Dealers struggled with matching high levels of used car inquiries with depleted stock levels in July, new data shows.
Average dealer stock levels for the month were down 30 per cent year on year from 66 to 47 units and were also down on June’s average of 51 units, according to eBay Motors Group’s latest Market View.
The report showed the fall was largely driven by car supermarkets where stocking levels dropped 52 per cent year on year from 516 to 247 units.
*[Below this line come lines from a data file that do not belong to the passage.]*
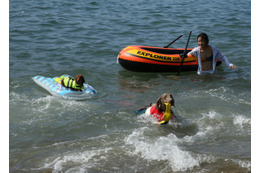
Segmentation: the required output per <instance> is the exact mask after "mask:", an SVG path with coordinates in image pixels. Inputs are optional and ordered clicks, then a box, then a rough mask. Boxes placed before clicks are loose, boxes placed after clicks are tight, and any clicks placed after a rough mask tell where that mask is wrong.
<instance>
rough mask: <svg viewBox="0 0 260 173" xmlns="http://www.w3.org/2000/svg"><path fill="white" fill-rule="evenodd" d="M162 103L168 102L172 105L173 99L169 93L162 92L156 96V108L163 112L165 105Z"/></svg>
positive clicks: (165, 105)
mask: <svg viewBox="0 0 260 173" xmlns="http://www.w3.org/2000/svg"><path fill="white" fill-rule="evenodd" d="M164 103H170V104H171V106H174V99H173V97H172V95H171V94H170V93H164V94H162V95H161V96H160V97H159V98H158V100H157V102H156V109H159V111H161V112H164V111H165V109H166V105H165V104H164Z"/></svg>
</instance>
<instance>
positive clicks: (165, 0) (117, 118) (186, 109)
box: [9, 0, 251, 173]
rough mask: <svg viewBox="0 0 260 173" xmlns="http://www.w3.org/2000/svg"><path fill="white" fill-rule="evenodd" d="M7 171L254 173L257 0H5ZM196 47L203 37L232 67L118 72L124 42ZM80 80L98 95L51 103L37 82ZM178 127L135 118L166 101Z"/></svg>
mask: <svg viewBox="0 0 260 173" xmlns="http://www.w3.org/2000/svg"><path fill="white" fill-rule="evenodd" d="M9 22H10V24H9V27H10V28H9V73H10V74H9V86H10V87H9V170H10V172H14V173H23V172H24V173H28V172H33V173H34V172H36V173H37V172H39V173H40V172H54V173H60V172H64V173H65V172H66V173H74V172H77V173H78V172H82V173H83V172H88V173H99V172H101V173H107V172H109V173H110V172H129V173H132V172H140V173H141V172H147V173H157V172H162V173H172V172H173V173H182V172H196V173H197V172H198V173H200V172H203V173H205V172H206V173H211V172H239V173H240V172H242V173H243V172H251V1H250V0H244V1H237V0H218V1H204V0H188V1H179V0H162V1H157V0H151V1H143V0H135V1H132V0H124V1H118V0H110V1H105V0H98V1H96V0H77V1H68V0H48V1H39V0H26V1H20V0H10V1H9ZM189 31H192V36H191V39H190V42H189V47H190V48H193V47H196V46H197V42H196V37H197V35H198V34H199V33H201V32H205V33H207V34H208V36H209V40H210V44H212V45H215V46H216V47H217V48H218V49H219V50H220V51H221V52H222V53H223V54H224V55H225V56H226V57H228V59H229V61H230V62H231V63H233V64H235V65H237V66H238V68H237V69H233V70H232V69H229V68H228V67H227V66H226V65H225V64H224V63H223V64H222V65H221V66H219V67H217V68H216V73H215V74H214V75H206V76H199V75H197V73H196V71H192V72H182V73H181V75H180V76H177V75H176V73H138V72H131V71H128V70H125V69H124V68H123V67H121V65H120V64H118V63H117V56H118V53H119V52H120V51H121V50H122V49H123V48H124V47H126V46H129V45H146V46H157V47H163V46H166V45H167V44H169V43H170V42H171V41H173V40H174V39H175V38H177V37H178V36H179V35H181V34H183V37H182V38H181V39H179V40H178V41H176V42H175V43H174V44H173V45H172V46H171V47H174V48H184V47H185V44H186V42H187V38H188V35H189ZM63 74H70V75H72V76H76V75H77V74H83V75H84V77H85V79H86V81H87V83H88V84H90V85H92V86H93V87H94V88H95V89H96V90H97V91H98V94H97V95H96V96H95V97H93V98H91V99H87V100H83V101H70V100H62V99H59V98H56V97H54V96H52V95H51V94H49V93H48V92H47V91H45V90H44V89H43V88H41V87H40V86H38V85H37V84H36V83H34V81H33V80H32V77H33V76H37V75H41V76H46V77H54V76H60V75H63ZM166 92H169V93H172V95H173V97H174V99H175V108H174V112H175V114H176V115H177V120H176V121H175V122H170V123H169V124H168V125H165V126H159V125H158V124H157V123H156V120H155V119H153V118H152V117H147V116H145V115H144V114H141V115H136V114H135V110H137V109H139V108H140V107H143V106H146V105H148V104H150V103H154V102H156V100H157V98H158V97H159V96H160V95H161V94H163V93H166Z"/></svg>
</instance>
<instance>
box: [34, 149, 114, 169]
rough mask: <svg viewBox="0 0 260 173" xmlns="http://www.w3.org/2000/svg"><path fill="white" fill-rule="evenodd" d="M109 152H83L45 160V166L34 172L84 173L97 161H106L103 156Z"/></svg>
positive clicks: (101, 151)
mask: <svg viewBox="0 0 260 173" xmlns="http://www.w3.org/2000/svg"><path fill="white" fill-rule="evenodd" d="M109 150H111V148H106V149H100V150H91V151H85V152H82V153H77V152H74V153H67V154H64V156H59V157H57V158H55V159H50V158H46V161H45V162H46V164H45V165H44V166H43V167H40V168H37V169H35V170H43V169H52V172H53V173H59V172H86V170H87V168H91V167H93V166H95V162H98V161H99V159H106V158H105V157H106V156H105V155H106V153H107V152H108V151H109ZM50 160H52V161H50Z"/></svg>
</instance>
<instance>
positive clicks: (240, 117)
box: [233, 115, 251, 127]
mask: <svg viewBox="0 0 260 173" xmlns="http://www.w3.org/2000/svg"><path fill="white" fill-rule="evenodd" d="M233 123H234V125H239V126H240V127H243V126H244V125H248V124H249V125H250V124H251V119H250V118H247V117H245V116H243V115H234V120H233Z"/></svg>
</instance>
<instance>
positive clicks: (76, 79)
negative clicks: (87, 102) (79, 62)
mask: <svg viewBox="0 0 260 173" xmlns="http://www.w3.org/2000/svg"><path fill="white" fill-rule="evenodd" d="M75 81H76V83H77V84H78V85H80V86H82V85H83V83H84V82H85V79H84V77H83V75H81V74H79V75H77V76H76V79H75Z"/></svg>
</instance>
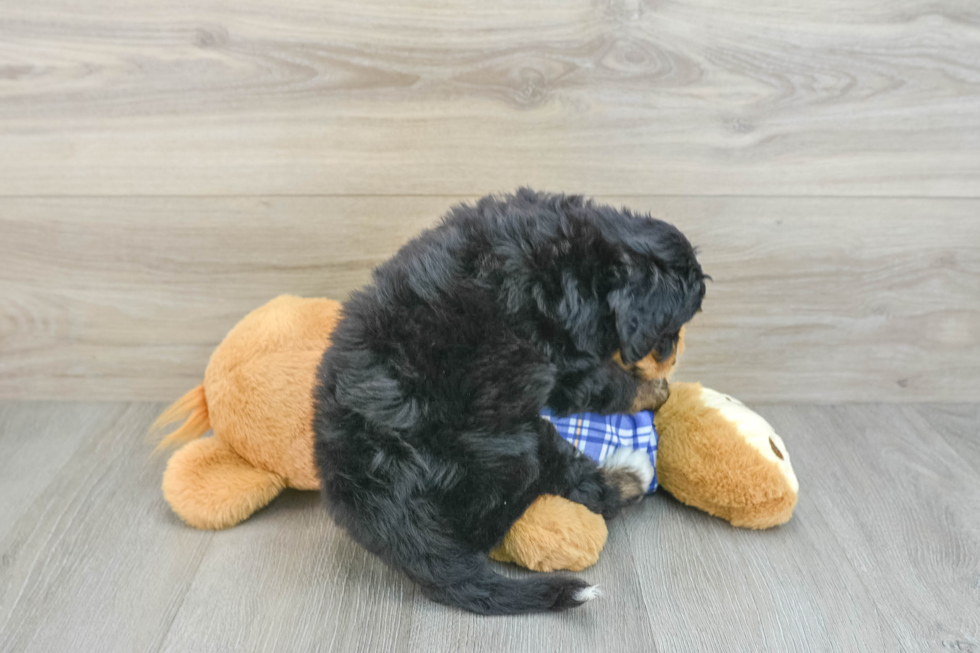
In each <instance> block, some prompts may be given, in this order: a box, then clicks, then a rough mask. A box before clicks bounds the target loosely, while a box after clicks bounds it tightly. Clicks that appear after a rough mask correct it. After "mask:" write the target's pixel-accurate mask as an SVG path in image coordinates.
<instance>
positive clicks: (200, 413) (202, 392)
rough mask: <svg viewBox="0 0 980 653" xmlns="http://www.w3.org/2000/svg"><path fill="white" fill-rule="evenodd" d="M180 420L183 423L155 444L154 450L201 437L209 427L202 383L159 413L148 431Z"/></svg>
mask: <svg viewBox="0 0 980 653" xmlns="http://www.w3.org/2000/svg"><path fill="white" fill-rule="evenodd" d="M181 420H184V423H183V424H181V425H180V426H178V427H177V429H176V430H175V431H173V432H172V433H169V434H167V436H166V437H165V438H163V439H162V440H161V441H160V444H158V445H157V447H156V449H155V451H162V450H164V449H166V448H167V447H169V446H171V445H174V444H177V443H183V442H190V441H191V440H194V439H196V438H199V437H201V436H202V435H204V434H205V433H207V432H208V429H210V428H211V420H210V418H209V417H208V402H207V398H206V397H205V396H204V386H203V385H199V386H197V387H196V388H194V389H193V390H191V391H190V392H188V393H187V394H185V395H184V396H183V397H181V398H180V399H178V400H177V401H175V402H174V403H172V404H170V406H169V407H168V408H167V409H166V410H165V411H163V412H162V413H160V417H157V419H156V421H155V422H153V425H152V426H150V433H154V432H156V431H159V430H160V429H162V428H164V427H165V426H168V425H170V424H173V423H174V422H179V421H181Z"/></svg>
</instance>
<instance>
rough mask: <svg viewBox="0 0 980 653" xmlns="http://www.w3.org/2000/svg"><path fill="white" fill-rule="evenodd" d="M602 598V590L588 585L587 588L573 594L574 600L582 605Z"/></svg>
mask: <svg viewBox="0 0 980 653" xmlns="http://www.w3.org/2000/svg"><path fill="white" fill-rule="evenodd" d="M600 596H602V590H601V589H599V586H598V585H589V586H588V587H583V588H582V589H580V590H579V591H577V592H575V600H576V601H581V602H582V603H587V602H588V601H591V600H592V599H597V598H599V597H600Z"/></svg>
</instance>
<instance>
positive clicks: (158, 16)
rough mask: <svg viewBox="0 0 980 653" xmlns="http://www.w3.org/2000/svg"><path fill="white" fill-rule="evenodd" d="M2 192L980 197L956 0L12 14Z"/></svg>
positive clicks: (413, 1) (65, 8)
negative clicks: (947, 196) (855, 195)
mask: <svg viewBox="0 0 980 653" xmlns="http://www.w3.org/2000/svg"><path fill="white" fill-rule="evenodd" d="M0 12H2V13H0V25H2V30H3V31H2V38H0V62H3V63H2V66H0V80H2V86H0V194H4V195H13V194H18V195H27V194H37V195H51V194H83V195H88V194H98V195H105V194H110V195H129V194H141V195H146V194H194V195H199V194H209V195H214V194H257V193H263V194H295V193H327V194H338V193H358V194H389V193H393V194H432V193H449V194H482V193H483V192H486V191H489V190H498V189H509V188H513V187H514V186H516V185H518V184H521V183H533V184H536V185H539V186H549V187H553V188H569V189H570V188H574V189H581V190H583V191H587V192H590V193H647V194H649V193H672V194H711V195H718V194H773V193H781V194H793V195H800V194H810V195H815V194H819V195H823V194H833V195H901V196H925V195H928V196H970V197H976V196H977V192H978V188H980V184H978V183H977V182H978V179H980V112H978V106H980V62H978V60H977V57H976V52H977V50H978V49H980V29H978V25H980V13H978V12H980V8H978V6H977V4H976V3H975V2H969V1H963V0H933V1H929V2H926V1H925V0H910V1H907V2H900V3H896V2H891V1H890V0H864V1H862V2H857V3H855V2H848V1H845V0H834V1H833V2H821V3H805V2H796V3H775V2H761V3H760V2H757V1H756V0H737V1H730V2H725V3H717V2H713V1H710V0H685V1H683V2H670V3H652V2H640V1H637V0H625V1H616V2H600V3H596V2H592V0H574V1H573V2H563V3H561V5H560V8H559V7H557V6H556V5H554V4H553V3H550V2H546V1H545V0H536V1H533V2H528V1H526V0H508V1H507V2H498V3H494V4H493V6H492V8H488V6H487V5H486V4H485V3H482V2H477V1H476V0H469V1H467V2H460V3H453V4H452V5H445V4H437V5H434V4H432V3H430V2H426V1H424V0H414V1H412V2H403V3H399V4H398V7H397V8H396V7H392V6H391V3H387V2H377V1H371V2H357V3H351V2H341V1H339V0H331V1H322V2H310V1H309V0H280V1H279V2H275V3H269V2H267V1H262V0H251V1H248V2H230V1H229V0H203V1H201V2H195V3H193V4H187V5H182V6H181V7H180V10H179V11H177V12H175V11H174V8H173V5H172V3H168V2H165V1H164V0H96V1H92V2H86V3H84V5H81V4H74V3H71V2H67V1H65V0H48V1H45V2H37V1H36V0H7V1H6V2H4V3H3V5H2V8H0Z"/></svg>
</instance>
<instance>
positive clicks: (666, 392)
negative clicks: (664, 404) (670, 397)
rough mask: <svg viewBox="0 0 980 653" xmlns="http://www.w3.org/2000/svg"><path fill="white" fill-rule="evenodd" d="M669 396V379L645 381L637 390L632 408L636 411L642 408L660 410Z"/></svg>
mask: <svg viewBox="0 0 980 653" xmlns="http://www.w3.org/2000/svg"><path fill="white" fill-rule="evenodd" d="M669 398H670V385H669V384H668V383H667V379H653V380H651V381H644V382H643V384H641V385H640V387H639V389H638V390H637V393H636V398H635V399H634V400H633V406H632V410H633V412H634V413H638V412H640V411H642V410H658V409H659V408H660V407H661V406H663V405H664V404H665V403H666V402H667V399H669Z"/></svg>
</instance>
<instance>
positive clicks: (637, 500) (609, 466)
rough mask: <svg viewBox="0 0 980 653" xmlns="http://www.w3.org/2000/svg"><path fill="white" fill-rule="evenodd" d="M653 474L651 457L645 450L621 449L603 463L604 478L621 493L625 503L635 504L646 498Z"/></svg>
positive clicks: (627, 447) (651, 481) (616, 451)
mask: <svg viewBox="0 0 980 653" xmlns="http://www.w3.org/2000/svg"><path fill="white" fill-rule="evenodd" d="M653 474H654V469H653V465H652V464H650V457H649V456H648V455H647V452H646V451H644V450H643V449H631V448H629V447H620V448H619V449H616V451H614V452H612V454H611V455H610V456H609V457H608V458H606V459H605V460H604V461H602V477H603V479H605V481H606V483H607V484H608V485H610V486H612V487H614V488H616V490H618V491H619V496H620V498H621V499H622V501H623V503H634V502H636V501H639V500H640V499H642V498H643V497H644V496H646V493H647V488H649V487H650V483H651V482H653Z"/></svg>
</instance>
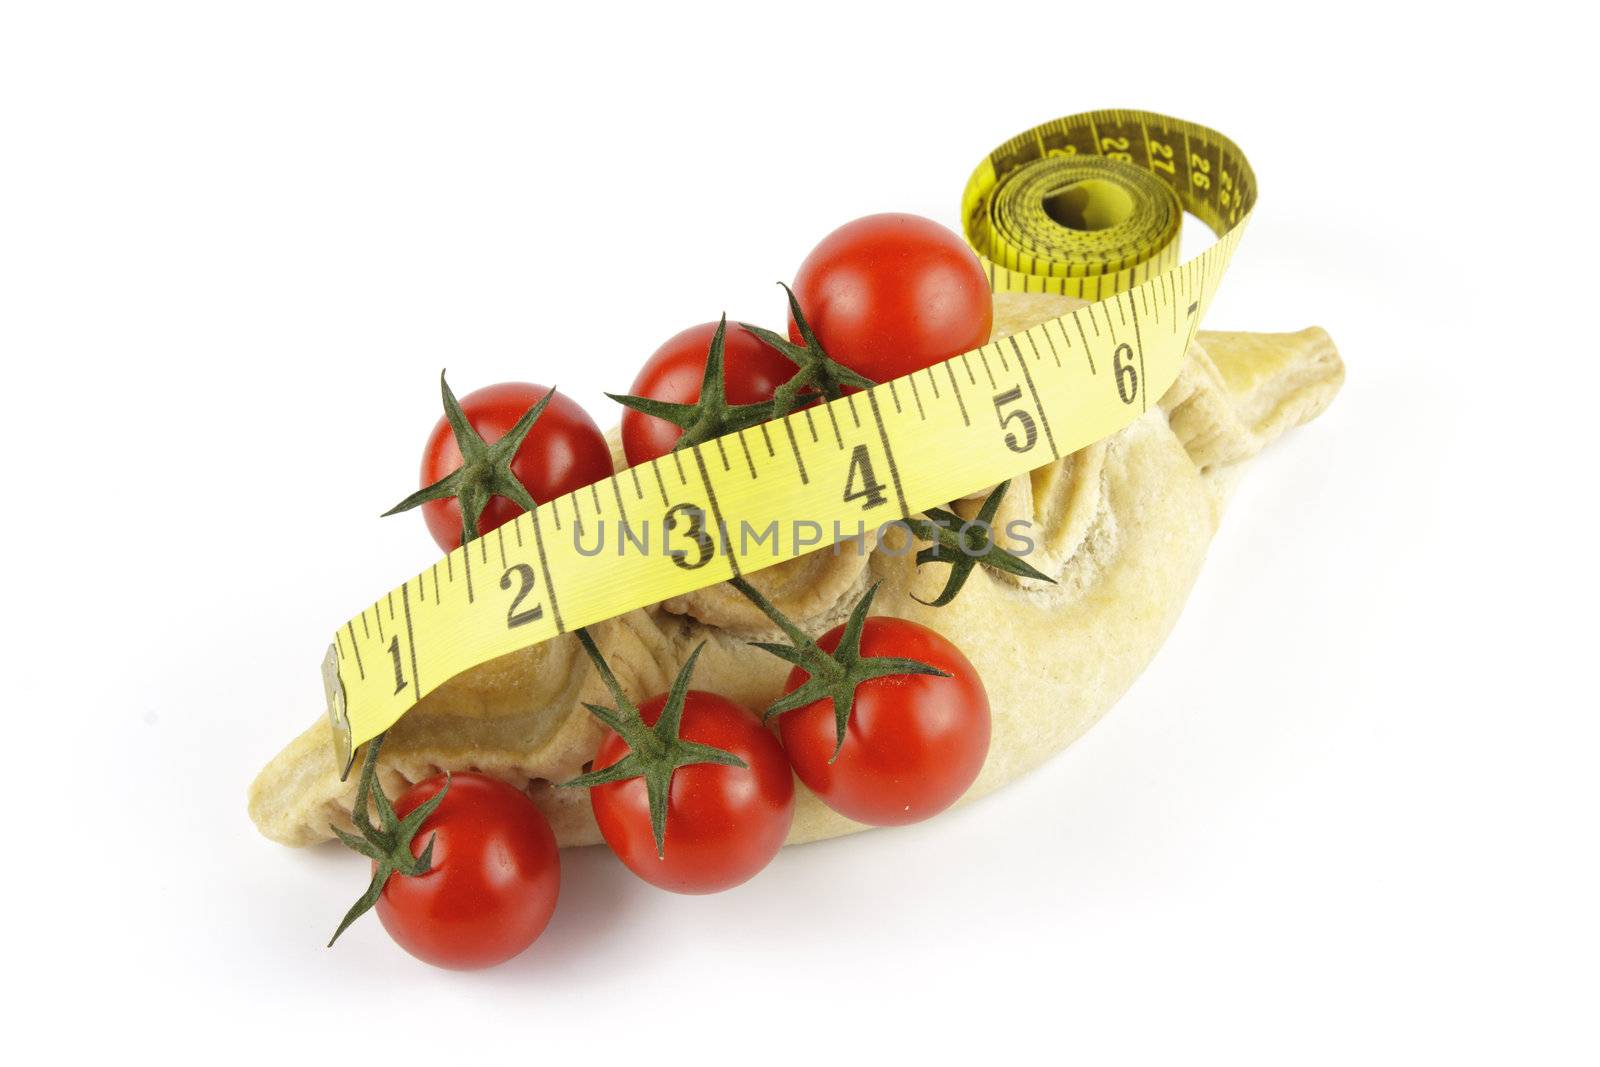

Franchised dealer sites saw stocks drop by 13 vehicles to 54, while independents saw a more modest drop of just five units to 44.
However, buyer inquiries in July, made by phone calls and emails, were up 24 per cent on pre-lockdown levels recorded at the beginning of March and 153 per cent higher than the lowest point of the lockdown.
With high numbers of buyers chasing fewer available cars, average days in stock improved month on month from 73 to 66 days, although still significantly above the 41 days averaged in July 2019.
Dermot Kelleher, head of marketing and research at eBay Motors Group, said: ‘Our July Market View analysis shows a sector grappling with the challenge of meeting high customer demand with depleted stocks.
‘With auction and remarketing companies reporting high numbers of trade buyers going online to source stock, some dealers are going outside of their comfort zones and working hard to replenish forecourts.’
Kelleher added: ‘The coming weeks will be crucial for dealers looking to bounce back by satisfying the pent-up demand shown by the high volume of inquiries their online activities are generating.’
The firm also found stability in used car list prices, which dropped an average of just 0.6 per cent for the top 50 makes and models, from £12,865 to £12,791.
Petrol remained the fuel of choice for used car buyers, accounting for 54 per cent of all searches and 52 per cent of dealer stock, the same level as last year.
Interest in diesel remained high with 44 per cent of views, marginally down from 45 per cent last year, accounting for 45 per cent of stocks, compared with 46 per cent last year. Diesel cars matched petrol cars in the time they spent on the forecourt, both averaging 65 days.